Archive for the ‘Development’ category

Hardware Upgrade

March 7th, 2007

Those of you testing out the initial release of EveKnows likely noticed the slow response times; the problem was not the web server but the SQL server. To keep costs low I was using a shared server but five to ten seconds to generate results for a query on only a few thousand galleries was unacceptable. This afternoon I purchased a dedicated machine and found a few ways to optimize the queries, resulting in searching in the half-second range. I imagine there is still room for improvement, but this should do for the testing period.

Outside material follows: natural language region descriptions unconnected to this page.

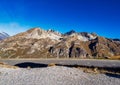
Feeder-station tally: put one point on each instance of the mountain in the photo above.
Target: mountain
(3, 35)
(39, 43)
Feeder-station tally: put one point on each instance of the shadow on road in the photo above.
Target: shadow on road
(31, 65)
(113, 75)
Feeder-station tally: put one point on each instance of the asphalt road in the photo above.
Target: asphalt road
(81, 62)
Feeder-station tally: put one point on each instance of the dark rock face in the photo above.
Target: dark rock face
(38, 43)
(3, 35)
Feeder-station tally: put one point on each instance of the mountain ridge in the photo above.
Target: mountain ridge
(39, 43)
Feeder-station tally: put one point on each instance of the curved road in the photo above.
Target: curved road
(81, 62)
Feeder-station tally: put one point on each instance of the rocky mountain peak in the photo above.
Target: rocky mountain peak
(38, 33)
(70, 32)
(3, 35)
(39, 43)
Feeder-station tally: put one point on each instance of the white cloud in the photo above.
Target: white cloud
(12, 28)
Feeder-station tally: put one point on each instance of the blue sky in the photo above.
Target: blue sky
(100, 16)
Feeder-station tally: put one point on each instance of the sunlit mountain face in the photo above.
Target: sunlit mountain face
(39, 43)
(3, 35)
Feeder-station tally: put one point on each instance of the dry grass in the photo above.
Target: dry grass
(115, 58)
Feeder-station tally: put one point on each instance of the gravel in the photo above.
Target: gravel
(55, 75)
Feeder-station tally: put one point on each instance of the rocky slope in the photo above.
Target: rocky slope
(3, 35)
(39, 43)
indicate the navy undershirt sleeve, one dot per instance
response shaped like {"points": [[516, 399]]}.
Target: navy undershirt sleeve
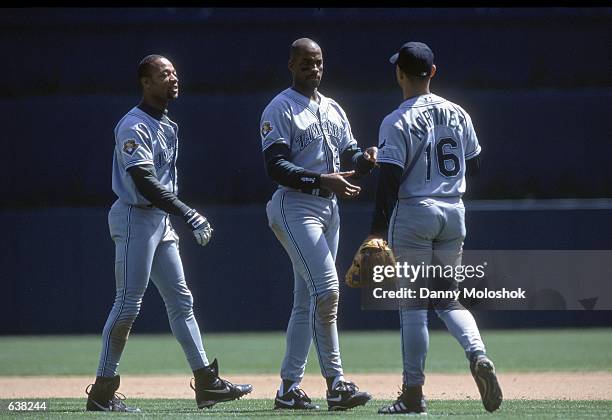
{"points": [[150, 188]]}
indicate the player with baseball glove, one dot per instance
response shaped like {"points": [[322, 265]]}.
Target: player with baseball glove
{"points": [[373, 252]]}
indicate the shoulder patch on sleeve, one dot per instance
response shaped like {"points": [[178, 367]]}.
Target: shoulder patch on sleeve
{"points": [[266, 128], [130, 146]]}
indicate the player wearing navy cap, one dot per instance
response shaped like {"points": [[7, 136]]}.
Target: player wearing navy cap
{"points": [[426, 147]]}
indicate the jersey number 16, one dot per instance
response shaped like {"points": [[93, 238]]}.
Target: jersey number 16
{"points": [[449, 164]]}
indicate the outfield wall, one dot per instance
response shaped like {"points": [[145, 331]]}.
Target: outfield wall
{"points": [[57, 266]]}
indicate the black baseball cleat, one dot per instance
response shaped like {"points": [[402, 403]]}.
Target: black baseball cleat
{"points": [[295, 399], [346, 395], [410, 401], [483, 371], [103, 396], [210, 389]]}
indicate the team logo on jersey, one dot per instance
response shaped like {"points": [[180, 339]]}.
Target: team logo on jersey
{"points": [[130, 146], [266, 128]]}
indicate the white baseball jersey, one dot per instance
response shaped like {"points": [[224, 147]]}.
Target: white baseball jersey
{"points": [[316, 133], [141, 139], [430, 138]]}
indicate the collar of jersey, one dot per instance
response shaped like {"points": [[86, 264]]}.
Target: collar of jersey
{"points": [[302, 100], [154, 113], [414, 101]]}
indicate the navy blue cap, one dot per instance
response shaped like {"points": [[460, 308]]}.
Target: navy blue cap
{"points": [[414, 58]]}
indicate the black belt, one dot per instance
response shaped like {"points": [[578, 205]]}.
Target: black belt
{"points": [[319, 192]]}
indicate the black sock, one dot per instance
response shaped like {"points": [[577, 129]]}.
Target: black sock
{"points": [[473, 355]]}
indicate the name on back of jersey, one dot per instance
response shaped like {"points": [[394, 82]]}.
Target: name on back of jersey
{"points": [[430, 117]]}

Last night I integrated records of incoming links into EveKnows. The spider now tracks the text of links to galleries (or alt tags in the case of images), but with reducing weighting and a character limit. This makes keyword spamming far less productive, while giving galleries without much embedded text more accurate rankings. Sadly, spamming seems rampant in the porn industry, perhaps more so than in other Internet subcultures. I’m attempting to program the spider so as to detect natural English phrases and rate them higher than lists of keywords. Feedback on the quality of search results is most welcome, as well as ideas on how to combat the constant problem of gallery spamming.

Search Terms

March 4th, 2007

After a day of messing around with SQL queries, I’ve finally got a handle on doing a logical AND search against the reverse index. Previously the search terms were OR’ed together, so searching for Liz Vicious would return any gallery that matched the word Liz and then every gallery containing the word Vicious. Turns out that there’s a lot of stuff with the word Vicious in it that has absolutely nothing to do with the sexy goth redhead I was looking for, so I knew the searching algorithm needed work. The trick is in SQL’s HAVING clause; the Eve engine does a COUNT(*) on the returned results, which are grouped by URL. The result of the COUNT(*) function is the number of matching terms; a quick HAVING COUNT(*)=$n_terms line in the SQL SELECT statement cleaned up the mess.

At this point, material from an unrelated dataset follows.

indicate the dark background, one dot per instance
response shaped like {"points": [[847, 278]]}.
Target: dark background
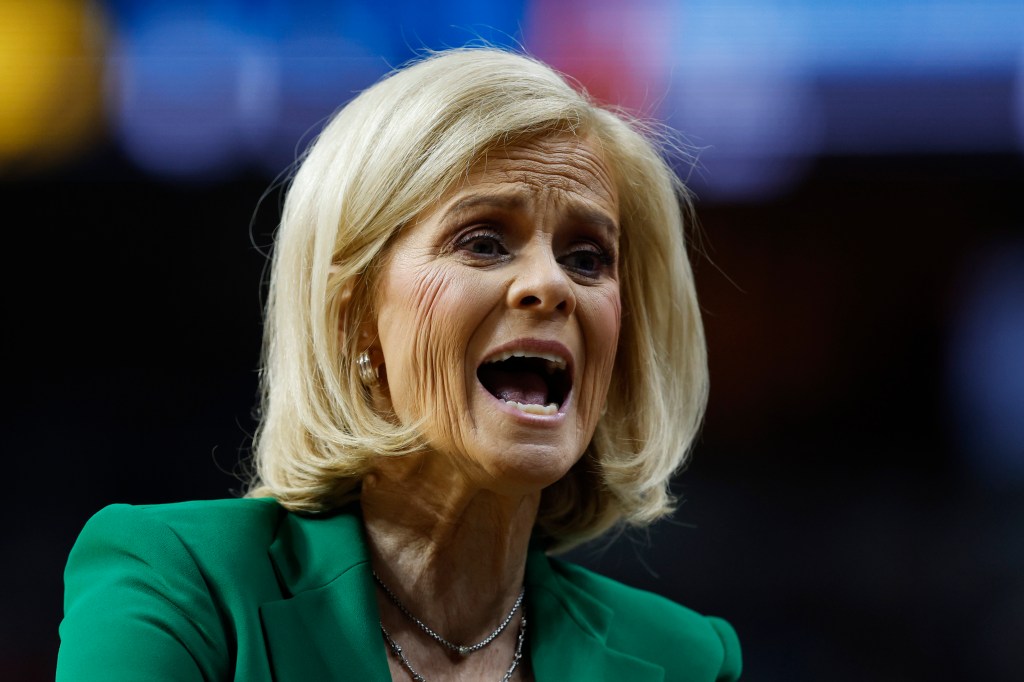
{"points": [[855, 504]]}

I also made some changes to the spider so that it pulls search terms from incoming links; this should help improve search quality, but the change means the existing gallery database is worthless. I’ve scrapped it and started spidering from scratch. In a day or two I’ll take whatever’s been spidered and move it to the production server at EveKnows.com. Stay tuned for some quality porn searches!

Indexing Progress

March 4th, 2007

The spider component of EveKnows.com has been progressing swiftly. It’s become very reliable at examining a webpage and determining whether the page is or is not a photo gallery. In the past 48 hours is indexed over 15,000 galleries, which is a decent amount to begin testing the searching and sorting algorithms on.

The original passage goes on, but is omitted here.